By M H AHSSAN | INNLIVE
While the 'rape remark' controversy was raging on TV studios, #PaidMediaCan'tPullSalmanDown was trending high on Twitter for a considerable amount of time. It suggested that while media was seething in sanctimonious anger over Salman Khan's regressive comment, legion of his fans were solidly behind Bhai, registering their protest through social media and vowing to make his upcoming Eid release 'Sultan' the sultan of all Bollywood movies.
This presented a curious chasm. While a Bollywood superstar was rightly being criticized for trivializing violence against women, millions of his followers were taking umbrage at the criticism. For them, it was almost a personal affront.
Before we address this dichotomy, let's recall what the 51-year-old teenager actually said.
During an interview with INNLIVE, Salman made a 'casual' observation that the grueling training schedule for the movie made him feel like a 'raped' woman.
"While shooting, during those six hours, there'd be so much of lifting and thrusting on the ground involved. That was tough for me because if I was lifting, I'd have to lift the same 120-kilo guy 10 times for 10 different angles. And likewise, get thrown that many times on the ground... When I used to walk out of the ring, after the shoot, I used to feel like a raped woman. I couldn't walk straight".
Later in the interview, Salman even went on to say that he has left every vice, including cigarettes and coffee, except women. So this appeared to be a classic case of misogyny where a traumatic event with deep repercussions like rape was being compared to the physical exertions of a gym session. This is the first step towards 'making light of' and eventually establishing violence against women as a normative principle.
Now consider the way Salman's legion of dedicated fans have reacted. Far from being enraged that their screen idol has regressively and in a cavalier manner sought to equate the deep mental and physical scar of rape with the exertions of training in a gymnasium, they have (mostly) perceived the entire controversy as 'fake'.
The popular reaction can largely be divided into two parts.
According to some fans, their larger-than-life icon has been 'unfairly targeted by the media' for an entirely innocuous comment in search for easy TRPs. Bhai didn't mean it, of course. In other words, Salman here is the 'victim'.
In the eyes of the other, mostly male section, Salman's popularity is sure to soar even higher than before because only he has the balls to say what everybody knows is the truth. Doesn't a backbreaking session at the gym leave you feeling as if you have been raped?
In other words, far from being the perpetrator of a depraved comment, Salman Khan is that alpha male who has been wronged and victimized by a media eager to cash in on a controversy. And fans are ready to show solidarity with their victimized hero by flooding the theatres when the movie is released.
And we would be utterly wrong to blame the fans for their perception. They didn't descend from Mars. They are us, they might even be you.
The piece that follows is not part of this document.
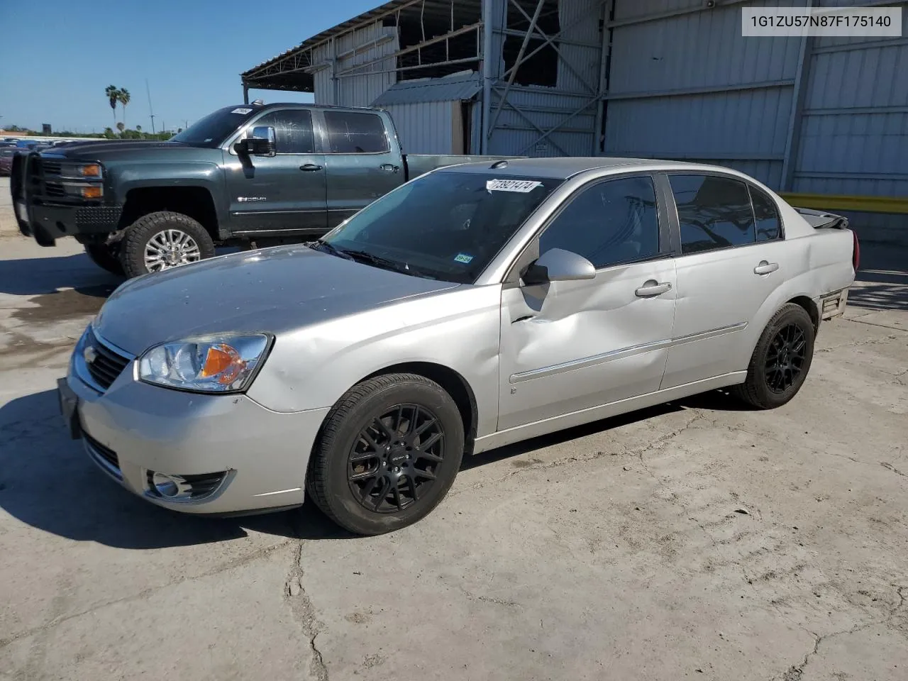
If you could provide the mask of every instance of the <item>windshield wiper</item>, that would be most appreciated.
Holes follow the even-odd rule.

In fact, by concluding that those who have to come to defend Salman are some sort of 'criminals' or 'hypocrites', the media is being part of the problem. It takes active part in propagating daily misogyny. It miserably fails to challenge the various ways in which patriarchy as a social system associates manhood and masculinity with dominance and control (consider the abundance of sexist TV commercials) because more often than not, men are the primary focus of attention in most cultural spaces.
And yet, the media takes a holier-than-thou stand when those internalized patriarchal mores are expressed in uncomfortable ways.
When Salman Khan made that blasé remark about 'rape', the 51-year-old superstar at the height of his fame was accurately describing the popular perception about the deprivation of women's bodily sovereignty that usually leave lifelong scars.
In their seminal thesis Rape Trauma Syndrome, psychiatrist Ann Wolbert Burgess and sociologist Lynda Lytle Holmstrom, as far back in 1974, showed how the psychological trauma experienced by a rape includes disruptions to normal physical, emotional, cognitive, and interpersonal behavior. Collectively called RTS, these are a cluster of psychological and physical signs, symptoms and reactions common to most rape victims immediately following and for months or years after a rape.
So just instinctively blaming the people who are defending Salman won't do. We should also challenge the innumerable ways in which male domination is pushed down our throats to such an extent that we have internalized it as the 'normal'.
Women are a joke, girls are a joke, rape is a joke, the degradation of women is perhaps the most hilarious joke ever.
If rape -which signifies male control over the sexual and reproductive uses of women's bodies as a central defining element of patriarchy - can be turned into a jocular remark by hero number one and if legions of his fans swear that it isn't anything but 'normal' then it points to a deep rot in our psyche that we must address. Merely blaming and shaming them misses the point by a mile.